Yes, exactly. There's often no sense in what "people in charge", like scientists, are talking about.
And people think that it's must be this way they are telling them.
Just to think what do they want to achieve there, on the another planet? With the same viewpoints they hold now? If they even found such a planet, it's going to be just another castarophe. Problems are either solved, or repeated endlessly.
I'm afraid this is not going to succeed. "Musts" rarely succeed.
Look at the teenager parents, or a bit older than teenagers. There's no awareness in society on many things, including raising children - this probably is the key point here.
At the end, it's the education system that fails to provide proper understanding and preparation, instead pushing into minds of kids all the garbage they neither care about nor is useful to them in most. In other words, it's not educating - it's just an informative chaos put into the minds of kids, and later adults on the regular basis.

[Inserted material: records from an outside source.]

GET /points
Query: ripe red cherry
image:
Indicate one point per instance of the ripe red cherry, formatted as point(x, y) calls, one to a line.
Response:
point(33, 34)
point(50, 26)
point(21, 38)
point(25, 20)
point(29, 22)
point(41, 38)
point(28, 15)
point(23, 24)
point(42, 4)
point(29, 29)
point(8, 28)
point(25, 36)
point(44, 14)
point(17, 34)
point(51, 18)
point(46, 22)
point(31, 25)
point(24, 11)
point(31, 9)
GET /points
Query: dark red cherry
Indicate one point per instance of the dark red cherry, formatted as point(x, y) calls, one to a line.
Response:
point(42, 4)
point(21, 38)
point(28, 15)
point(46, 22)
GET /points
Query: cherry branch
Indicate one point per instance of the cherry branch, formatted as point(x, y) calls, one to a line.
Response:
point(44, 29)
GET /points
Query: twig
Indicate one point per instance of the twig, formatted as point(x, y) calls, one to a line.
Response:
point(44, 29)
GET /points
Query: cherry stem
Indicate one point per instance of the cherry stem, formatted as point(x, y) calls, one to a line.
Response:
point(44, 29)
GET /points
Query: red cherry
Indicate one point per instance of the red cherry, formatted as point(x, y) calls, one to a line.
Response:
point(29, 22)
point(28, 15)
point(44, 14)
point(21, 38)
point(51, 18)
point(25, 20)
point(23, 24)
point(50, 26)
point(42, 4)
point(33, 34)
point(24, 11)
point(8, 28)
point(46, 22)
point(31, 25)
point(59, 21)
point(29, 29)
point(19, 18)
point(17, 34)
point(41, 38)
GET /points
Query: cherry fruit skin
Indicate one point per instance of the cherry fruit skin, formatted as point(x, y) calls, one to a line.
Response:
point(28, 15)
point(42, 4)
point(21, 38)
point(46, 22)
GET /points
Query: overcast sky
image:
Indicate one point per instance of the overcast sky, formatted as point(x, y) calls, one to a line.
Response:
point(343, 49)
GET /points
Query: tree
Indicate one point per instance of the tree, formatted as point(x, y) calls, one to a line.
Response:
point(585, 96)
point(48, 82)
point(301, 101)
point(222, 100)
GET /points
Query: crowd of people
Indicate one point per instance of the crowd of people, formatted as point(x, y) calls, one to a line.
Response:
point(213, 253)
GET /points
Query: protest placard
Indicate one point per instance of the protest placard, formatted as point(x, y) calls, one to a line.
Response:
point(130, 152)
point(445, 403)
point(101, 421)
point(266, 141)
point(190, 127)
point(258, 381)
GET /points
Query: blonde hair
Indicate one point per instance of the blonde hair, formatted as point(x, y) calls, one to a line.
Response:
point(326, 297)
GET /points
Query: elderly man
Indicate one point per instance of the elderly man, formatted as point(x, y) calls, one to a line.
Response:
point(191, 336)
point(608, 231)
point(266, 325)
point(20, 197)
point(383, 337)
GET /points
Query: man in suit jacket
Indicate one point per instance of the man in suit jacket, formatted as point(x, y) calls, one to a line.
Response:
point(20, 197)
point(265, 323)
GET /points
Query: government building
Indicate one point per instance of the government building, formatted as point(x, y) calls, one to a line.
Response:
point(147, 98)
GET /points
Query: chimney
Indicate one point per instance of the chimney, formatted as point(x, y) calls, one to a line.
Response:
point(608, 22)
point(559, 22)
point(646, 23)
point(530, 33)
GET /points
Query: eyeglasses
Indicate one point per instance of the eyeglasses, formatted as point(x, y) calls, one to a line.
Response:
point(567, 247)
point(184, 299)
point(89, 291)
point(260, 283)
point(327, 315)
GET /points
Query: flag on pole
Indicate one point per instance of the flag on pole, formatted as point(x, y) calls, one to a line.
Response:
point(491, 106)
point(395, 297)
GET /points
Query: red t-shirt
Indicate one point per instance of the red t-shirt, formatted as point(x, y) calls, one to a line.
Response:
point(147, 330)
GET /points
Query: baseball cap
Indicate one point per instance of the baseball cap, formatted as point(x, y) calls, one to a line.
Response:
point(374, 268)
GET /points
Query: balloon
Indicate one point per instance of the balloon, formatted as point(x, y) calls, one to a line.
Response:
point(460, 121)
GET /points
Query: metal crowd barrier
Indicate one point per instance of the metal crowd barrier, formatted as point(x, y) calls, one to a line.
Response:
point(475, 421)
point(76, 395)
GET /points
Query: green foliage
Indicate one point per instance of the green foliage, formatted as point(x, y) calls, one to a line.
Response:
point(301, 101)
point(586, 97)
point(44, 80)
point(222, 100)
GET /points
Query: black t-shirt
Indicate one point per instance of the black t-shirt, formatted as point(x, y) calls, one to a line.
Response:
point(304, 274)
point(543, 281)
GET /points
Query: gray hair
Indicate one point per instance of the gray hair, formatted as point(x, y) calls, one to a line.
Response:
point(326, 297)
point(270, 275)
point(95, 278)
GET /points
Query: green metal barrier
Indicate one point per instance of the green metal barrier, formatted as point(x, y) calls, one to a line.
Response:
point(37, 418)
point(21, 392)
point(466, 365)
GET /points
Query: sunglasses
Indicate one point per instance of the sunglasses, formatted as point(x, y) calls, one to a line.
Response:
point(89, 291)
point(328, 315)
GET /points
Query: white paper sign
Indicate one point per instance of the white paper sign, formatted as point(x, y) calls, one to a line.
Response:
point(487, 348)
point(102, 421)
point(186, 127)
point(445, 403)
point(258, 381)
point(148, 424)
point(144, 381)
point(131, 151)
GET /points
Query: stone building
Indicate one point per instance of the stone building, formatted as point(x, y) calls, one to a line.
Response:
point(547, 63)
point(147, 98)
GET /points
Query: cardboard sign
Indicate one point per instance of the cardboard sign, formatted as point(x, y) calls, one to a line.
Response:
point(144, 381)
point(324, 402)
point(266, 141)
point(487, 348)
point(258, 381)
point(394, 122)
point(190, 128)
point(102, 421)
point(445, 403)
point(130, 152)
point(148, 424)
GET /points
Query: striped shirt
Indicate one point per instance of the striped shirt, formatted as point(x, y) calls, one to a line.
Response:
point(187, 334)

I didn't live in the hippie times, so I can only understand it from the secondary sources, but my view on the hippie movement is this:
* there was no supporting "bottom" ground to them, but just a vague ideals, which appeared to be not sufficient for all
* no true, honest leaders
* the life style proposed and lived by wasn't good for all I think, and in time people get scattered more and more
* too massive and no common agreement - so too many ideas from too many people at the same time before the prevailing ideas found the "ground" to root themselves
* and perhaps was too revolutionary, and most ofthe society would rejected it anyway
I think that the excellent thing about the hippie movement, except that it happened anyway as a balance to increasing overall consumerism and artificiality in the society of 50s and 60s, was the rise of new views, which we may now verify and take those ideas (not necesserily direct solutions or forms) which are the most attractive and actually needed now.